A ban on trading is one of a number of measures the central bank has put in place to try to limit the damage of tough new sanctions directed at the country, put in place after Russia’s invasion of Ukraine.

The US and its allies have moved to cut a group of Russia’s banks out of the SWIFT system, a crucial global payments messaging network. They’ve also pledged to try to stop the central bank from using its more than $600 billion stockpile of reserves to get around sanctions.

Gustavo Medeiros, head of research at Ashmore, said in a note to clients: “The aggressive Russian actions raise the risk of this market becoming uninvestable, due to sanctions or governance/moral reasons, for foreign investors from Western countries.”

The Bank of Russia on Monday more than doubled interest rates to 20% to try to halt the dramatic plunge to record lows in the ruble, the local currency.

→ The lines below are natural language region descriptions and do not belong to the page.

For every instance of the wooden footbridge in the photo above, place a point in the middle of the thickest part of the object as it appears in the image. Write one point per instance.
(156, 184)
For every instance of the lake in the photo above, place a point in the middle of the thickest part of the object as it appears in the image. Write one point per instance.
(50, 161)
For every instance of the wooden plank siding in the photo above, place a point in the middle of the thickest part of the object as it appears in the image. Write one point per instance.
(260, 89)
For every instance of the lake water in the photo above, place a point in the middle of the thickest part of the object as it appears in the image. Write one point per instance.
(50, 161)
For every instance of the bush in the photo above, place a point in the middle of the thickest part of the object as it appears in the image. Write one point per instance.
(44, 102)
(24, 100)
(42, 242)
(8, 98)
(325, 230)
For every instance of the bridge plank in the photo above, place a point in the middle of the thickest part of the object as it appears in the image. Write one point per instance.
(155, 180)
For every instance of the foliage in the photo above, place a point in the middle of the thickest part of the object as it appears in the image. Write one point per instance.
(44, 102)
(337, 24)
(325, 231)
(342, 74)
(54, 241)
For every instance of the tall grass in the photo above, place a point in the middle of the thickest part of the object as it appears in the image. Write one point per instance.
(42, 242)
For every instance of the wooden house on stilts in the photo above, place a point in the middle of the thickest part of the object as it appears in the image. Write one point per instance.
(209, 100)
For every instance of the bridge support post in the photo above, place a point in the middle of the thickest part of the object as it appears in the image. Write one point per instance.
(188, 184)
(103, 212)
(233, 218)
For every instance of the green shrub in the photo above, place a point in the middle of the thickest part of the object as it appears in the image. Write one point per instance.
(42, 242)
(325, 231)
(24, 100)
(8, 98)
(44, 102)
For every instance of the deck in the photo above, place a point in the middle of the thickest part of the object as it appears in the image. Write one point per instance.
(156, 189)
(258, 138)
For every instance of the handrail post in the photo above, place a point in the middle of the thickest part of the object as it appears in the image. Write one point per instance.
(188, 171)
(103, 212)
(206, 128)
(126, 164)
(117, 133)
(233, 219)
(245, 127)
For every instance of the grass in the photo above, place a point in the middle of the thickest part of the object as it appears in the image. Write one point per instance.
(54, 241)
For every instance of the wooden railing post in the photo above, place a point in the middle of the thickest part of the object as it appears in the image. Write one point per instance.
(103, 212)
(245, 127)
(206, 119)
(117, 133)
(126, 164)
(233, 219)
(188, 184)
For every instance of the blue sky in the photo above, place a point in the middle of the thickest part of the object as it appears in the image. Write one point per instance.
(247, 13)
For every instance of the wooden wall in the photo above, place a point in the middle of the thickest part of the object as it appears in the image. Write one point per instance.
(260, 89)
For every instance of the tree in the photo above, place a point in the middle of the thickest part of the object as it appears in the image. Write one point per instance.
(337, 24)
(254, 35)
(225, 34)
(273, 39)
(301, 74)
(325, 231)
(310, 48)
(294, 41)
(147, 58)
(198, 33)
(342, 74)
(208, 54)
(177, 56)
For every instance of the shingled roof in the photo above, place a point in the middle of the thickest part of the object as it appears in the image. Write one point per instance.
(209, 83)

It also ordered brokers not to sell domestic assets on behalf of foreigners.

The moves came after the country’s stock market suffered a devastating plunge of as much as 50% in a single day the previous week.

Yet the central bank could do little to stop a raft of institutions and companies severing ties with Russia, which could ramp up the stress on the country’s economic system.

Oil giants BP and Shell have said they’ll ditch key Russian ventures, with the former potentially making a $25 billion loss by selling its almost 20% stake in oil exploration company Rosneft.

Major financial index provider MSCI said it’s considering cutting Russian assets from its benchmark indices. That would potentially slash the amount of investment in the country.

The New York Stock Exchange, Nasdaq and Germany’s Deutsche Boerse all suspended trading in certain Russian securities on Monday.

A look at the London markets, where many Russian companies are listed, gives a sense of the impact of the Ukraine conflict on Russia’s financial system.

The country’s biggest lender, Sberbank, has seen its London-listed shares fall by more than 94% since the start of the year as of Tuesday. Energy company Gazprom’s London shares were down more than 70% over the same period.

“To say that Russia’s financial markets are dislocated today is a gross understatement,” said Oliver Allen, markets economist at Capital Economics. “A resumption of normal conditions is not on the cards so long as sanctions remain in place.”

Russian bonds plunged Monday as investors assessed the severity of the sanctions, and a major dollar-denominated security halved in value. Markets are awaiting more details on how exactly the SWIFT exclusion and central bank penalties will work.

“It is not certain that the government will be able to repay foreign bond holders under the incoming sanctions,” Allen said.